Five years ago, Fazil Khan (30) made a modest living working with an NGO as a peer educator in HIV/AIDS prevention among MSM (men who have sex with men). He identified himself as kothi — an effeminate biological male — a fact that was known to no one other than his supportive parents and his wife.
Then came the night of November 3, 2013, when policemen barged into his shanty in Hassan, Karnataka, and dragged him to the police station. There, 13 sexual minorities were slapped with IPC Section 377 and paraded in front of the media before being huddled up with other inmates in police custody for 10 days where their now-outed identity made them victims of sexual and verbal abuse.
The case saw the single largest number of arrests in independent India under Section 377, which was declared unconstitutional by the Supreme Court on Thursday.
Fazil says Thursday’s order made him happy momentarily before he realised that his life was too far undone to be righted. From being a “pant-shirt-wearing” father-of-two with a job, life after the arrest has closed all doors for him. “No one knew about my identity till then. After that, I had to flee Hassan for three months and was forced to live at bus stops and railway stations. Once I returned, even my 10-year work experience didn’t get me a job with any NGO. I had no choice but to put on a dress and go begging as a transgender person. It fetches me about Rs 500 a day today,” he says.
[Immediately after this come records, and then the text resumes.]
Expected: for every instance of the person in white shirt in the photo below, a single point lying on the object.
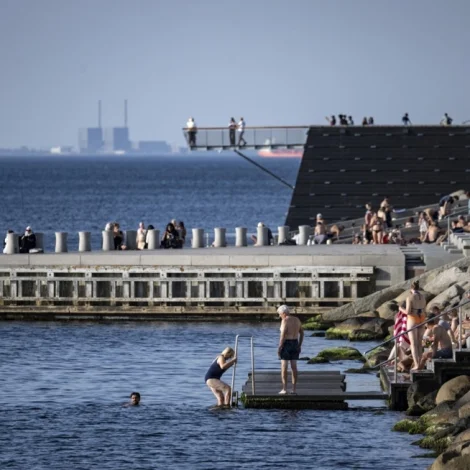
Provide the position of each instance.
(192, 131)
(241, 130)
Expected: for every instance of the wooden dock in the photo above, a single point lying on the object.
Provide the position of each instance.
(315, 390)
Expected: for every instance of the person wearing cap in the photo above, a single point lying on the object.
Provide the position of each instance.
(290, 344)
(27, 241)
(270, 235)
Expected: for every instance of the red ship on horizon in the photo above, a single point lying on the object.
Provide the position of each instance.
(280, 153)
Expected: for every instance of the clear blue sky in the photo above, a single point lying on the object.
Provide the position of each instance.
(276, 62)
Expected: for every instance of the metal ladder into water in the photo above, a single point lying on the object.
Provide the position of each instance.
(234, 401)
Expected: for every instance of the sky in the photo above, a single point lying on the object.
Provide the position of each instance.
(274, 62)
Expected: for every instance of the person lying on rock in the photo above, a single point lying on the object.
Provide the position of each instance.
(441, 347)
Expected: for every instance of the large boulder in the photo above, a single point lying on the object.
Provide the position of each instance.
(464, 411)
(447, 297)
(455, 457)
(375, 325)
(417, 391)
(388, 310)
(446, 279)
(373, 301)
(453, 389)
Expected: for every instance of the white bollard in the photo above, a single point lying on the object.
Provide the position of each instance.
(131, 239)
(84, 241)
(262, 236)
(12, 241)
(61, 242)
(304, 233)
(108, 240)
(219, 237)
(282, 234)
(153, 237)
(39, 241)
(240, 236)
(198, 238)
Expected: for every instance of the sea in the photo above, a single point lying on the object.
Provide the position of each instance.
(64, 383)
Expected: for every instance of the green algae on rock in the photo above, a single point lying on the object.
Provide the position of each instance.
(341, 354)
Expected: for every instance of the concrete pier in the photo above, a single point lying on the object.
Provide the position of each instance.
(240, 237)
(153, 237)
(198, 238)
(61, 242)
(219, 238)
(247, 282)
(108, 240)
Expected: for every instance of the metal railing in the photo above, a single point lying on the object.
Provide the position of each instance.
(235, 367)
(254, 137)
(445, 312)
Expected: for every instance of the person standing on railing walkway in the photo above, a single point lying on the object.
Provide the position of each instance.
(241, 131)
(232, 127)
(415, 310)
(290, 345)
(192, 131)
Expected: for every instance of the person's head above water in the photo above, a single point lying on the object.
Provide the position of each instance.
(228, 353)
(283, 309)
(135, 398)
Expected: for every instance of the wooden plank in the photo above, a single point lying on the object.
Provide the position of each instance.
(324, 396)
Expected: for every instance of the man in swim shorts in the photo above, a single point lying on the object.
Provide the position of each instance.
(290, 343)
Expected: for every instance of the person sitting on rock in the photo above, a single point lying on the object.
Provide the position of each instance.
(27, 241)
(441, 347)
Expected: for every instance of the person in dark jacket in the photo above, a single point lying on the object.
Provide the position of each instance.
(221, 363)
(27, 241)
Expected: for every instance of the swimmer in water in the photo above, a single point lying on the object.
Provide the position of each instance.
(134, 399)
(221, 363)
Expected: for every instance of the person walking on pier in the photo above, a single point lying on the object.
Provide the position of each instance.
(415, 307)
(232, 127)
(290, 344)
(192, 131)
(221, 363)
(241, 130)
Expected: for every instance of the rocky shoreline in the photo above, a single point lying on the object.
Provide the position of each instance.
(440, 413)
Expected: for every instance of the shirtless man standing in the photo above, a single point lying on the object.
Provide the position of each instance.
(441, 345)
(290, 343)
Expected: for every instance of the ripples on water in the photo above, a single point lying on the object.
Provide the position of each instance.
(63, 386)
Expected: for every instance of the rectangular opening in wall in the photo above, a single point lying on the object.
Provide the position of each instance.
(331, 289)
(65, 289)
(157, 290)
(292, 289)
(216, 289)
(178, 289)
(141, 290)
(28, 288)
(255, 289)
(103, 289)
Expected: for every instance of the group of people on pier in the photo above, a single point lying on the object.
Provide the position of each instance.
(344, 120)
(431, 335)
(234, 127)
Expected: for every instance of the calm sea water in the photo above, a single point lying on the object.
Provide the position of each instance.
(84, 193)
(63, 386)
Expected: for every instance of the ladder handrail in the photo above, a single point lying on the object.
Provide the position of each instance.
(235, 365)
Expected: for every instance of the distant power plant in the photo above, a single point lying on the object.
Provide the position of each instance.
(116, 139)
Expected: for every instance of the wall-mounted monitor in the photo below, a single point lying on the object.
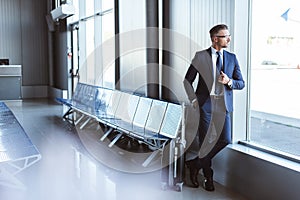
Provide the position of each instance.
(4, 61)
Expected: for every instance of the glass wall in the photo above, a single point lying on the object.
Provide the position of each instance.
(95, 20)
(275, 76)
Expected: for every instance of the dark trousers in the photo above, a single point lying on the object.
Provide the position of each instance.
(214, 132)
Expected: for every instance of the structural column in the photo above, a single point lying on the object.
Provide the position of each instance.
(152, 60)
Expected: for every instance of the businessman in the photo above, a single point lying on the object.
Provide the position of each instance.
(219, 74)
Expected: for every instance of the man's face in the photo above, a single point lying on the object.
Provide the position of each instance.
(222, 39)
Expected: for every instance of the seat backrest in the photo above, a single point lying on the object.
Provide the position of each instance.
(102, 98)
(113, 103)
(77, 93)
(156, 114)
(172, 121)
(142, 112)
(127, 107)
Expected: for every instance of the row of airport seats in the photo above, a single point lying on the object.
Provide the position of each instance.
(17, 152)
(155, 123)
(148, 120)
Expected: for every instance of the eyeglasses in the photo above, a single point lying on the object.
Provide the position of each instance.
(223, 36)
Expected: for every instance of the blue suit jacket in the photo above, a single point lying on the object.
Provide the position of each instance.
(203, 66)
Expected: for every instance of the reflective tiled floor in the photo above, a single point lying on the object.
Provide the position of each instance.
(68, 171)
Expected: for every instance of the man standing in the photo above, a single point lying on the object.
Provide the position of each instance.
(219, 74)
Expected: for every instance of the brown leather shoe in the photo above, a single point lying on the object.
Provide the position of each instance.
(208, 184)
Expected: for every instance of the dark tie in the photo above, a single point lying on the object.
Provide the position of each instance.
(218, 86)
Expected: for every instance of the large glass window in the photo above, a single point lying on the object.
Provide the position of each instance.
(96, 27)
(275, 76)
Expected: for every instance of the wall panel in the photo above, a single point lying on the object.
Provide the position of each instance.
(10, 31)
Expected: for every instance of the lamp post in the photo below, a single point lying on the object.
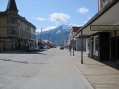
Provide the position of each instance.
(41, 37)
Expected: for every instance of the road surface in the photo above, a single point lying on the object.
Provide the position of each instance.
(48, 69)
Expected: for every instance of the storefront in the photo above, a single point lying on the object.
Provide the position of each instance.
(103, 41)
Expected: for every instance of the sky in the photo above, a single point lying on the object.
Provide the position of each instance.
(48, 14)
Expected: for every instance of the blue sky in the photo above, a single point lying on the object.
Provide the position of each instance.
(49, 14)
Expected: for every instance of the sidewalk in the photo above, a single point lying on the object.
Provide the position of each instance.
(99, 75)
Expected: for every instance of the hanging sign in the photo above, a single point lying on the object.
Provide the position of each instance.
(104, 27)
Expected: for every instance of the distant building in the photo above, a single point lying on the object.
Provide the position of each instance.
(16, 33)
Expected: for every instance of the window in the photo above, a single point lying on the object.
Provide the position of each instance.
(12, 30)
(96, 43)
(12, 20)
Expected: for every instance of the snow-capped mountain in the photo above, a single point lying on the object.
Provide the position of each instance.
(57, 35)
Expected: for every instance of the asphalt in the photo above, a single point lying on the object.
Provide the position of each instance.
(98, 74)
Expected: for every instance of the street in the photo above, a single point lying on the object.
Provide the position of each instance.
(48, 69)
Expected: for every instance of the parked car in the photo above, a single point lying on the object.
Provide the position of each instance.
(46, 47)
(30, 49)
(61, 47)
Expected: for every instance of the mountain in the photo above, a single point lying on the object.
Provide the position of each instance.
(57, 35)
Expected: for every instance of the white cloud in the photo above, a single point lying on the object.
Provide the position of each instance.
(83, 10)
(46, 29)
(59, 17)
(40, 19)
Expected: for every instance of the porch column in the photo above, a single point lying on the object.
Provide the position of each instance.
(81, 48)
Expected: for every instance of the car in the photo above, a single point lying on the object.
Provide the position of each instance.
(46, 47)
(61, 47)
(36, 48)
(30, 49)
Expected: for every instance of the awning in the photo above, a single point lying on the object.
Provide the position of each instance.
(109, 15)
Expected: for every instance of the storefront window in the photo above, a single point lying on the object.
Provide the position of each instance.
(96, 43)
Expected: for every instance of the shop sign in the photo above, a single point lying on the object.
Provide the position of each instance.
(104, 27)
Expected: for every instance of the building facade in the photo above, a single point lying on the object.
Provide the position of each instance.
(16, 33)
(103, 32)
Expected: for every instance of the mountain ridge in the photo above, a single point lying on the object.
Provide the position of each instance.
(57, 35)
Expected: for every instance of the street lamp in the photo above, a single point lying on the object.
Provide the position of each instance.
(41, 37)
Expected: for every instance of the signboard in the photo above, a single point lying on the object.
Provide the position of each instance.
(104, 27)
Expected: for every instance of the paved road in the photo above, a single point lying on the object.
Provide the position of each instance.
(49, 69)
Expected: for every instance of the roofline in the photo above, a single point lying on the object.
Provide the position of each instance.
(99, 13)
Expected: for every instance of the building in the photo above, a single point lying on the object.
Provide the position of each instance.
(103, 32)
(16, 33)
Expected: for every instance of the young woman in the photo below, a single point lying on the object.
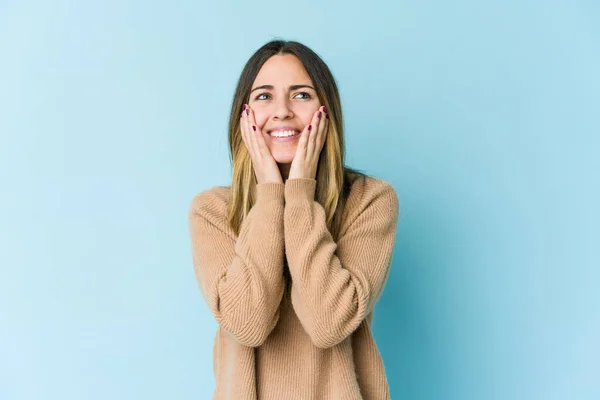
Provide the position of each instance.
(292, 257)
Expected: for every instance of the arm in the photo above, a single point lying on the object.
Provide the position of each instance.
(241, 278)
(336, 285)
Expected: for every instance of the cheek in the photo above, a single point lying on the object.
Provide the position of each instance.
(260, 117)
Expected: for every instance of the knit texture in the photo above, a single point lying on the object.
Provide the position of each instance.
(310, 339)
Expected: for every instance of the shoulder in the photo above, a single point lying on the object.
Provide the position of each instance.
(370, 199)
(213, 201)
(365, 190)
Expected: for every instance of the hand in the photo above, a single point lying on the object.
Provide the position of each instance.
(265, 166)
(310, 144)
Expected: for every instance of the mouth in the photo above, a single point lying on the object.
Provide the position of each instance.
(284, 136)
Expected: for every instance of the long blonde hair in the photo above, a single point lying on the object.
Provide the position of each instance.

His voice trembles as he says his children still face lewd taunts.
Recalling the night when the policemen came knocking, he says, “At the police station, we were asked to sign a document in English despite most of us not being familiar with the language. We were not told why most of the gay and trans community in Hassan were brought to the police station.”
What followed was a 10-day nightmare behind bars that still haunts him. “That night, I was slapped when I asked to be allowed to go relieve myself. Some of my friends were made to strip and sexually harassed with lathis,” says Fazil. He says the next morning, they were paraded before the local media. While in police custody with other inmates, Fazil says they first faced cuss words and then sexual abuse. “We were made to clean bathrooms. Even in my sleep I was molested repeatedly.”
A 2014 report by advocacy group, Coalition of Sex Workers and Sexual Minority Rights, on the overall impact of the colonial-era law on LGBT lives documents the Hassan incident where police conducted “systematic raid within 3 hours” to target sexual minorities, most of them from working class backgrounds. It also details some “salacious” coverage in the local media.
Mallapa K from Karnataka Sexual Minorities Forum said, “The arrests were made on the basis of a complaint by a college youth from the community who contracted an STD. Afraid to come out to his family, he went to the police station and filed a complaint, saying he was sexually assaulted. Police decided to make an example of Section 377 by cracking down on the entire community. Last year, the youth deposed before the court, saying that he wishes to withdraw his complaint but the hearings are on.”
He said the policemen booked the accused under IPC 377 (unnatural sexual intercourse) and added charges like IPC 294 (doing obscene acts in public), despite the fact that most of those arrested were brought from their homes.
After the five-year ordeal, all Fazil has is a bit of hope. “The next hearing in my case is on September 17. Everyone says the apex court order is great for us. I can’t celebrate till my troubles are over.”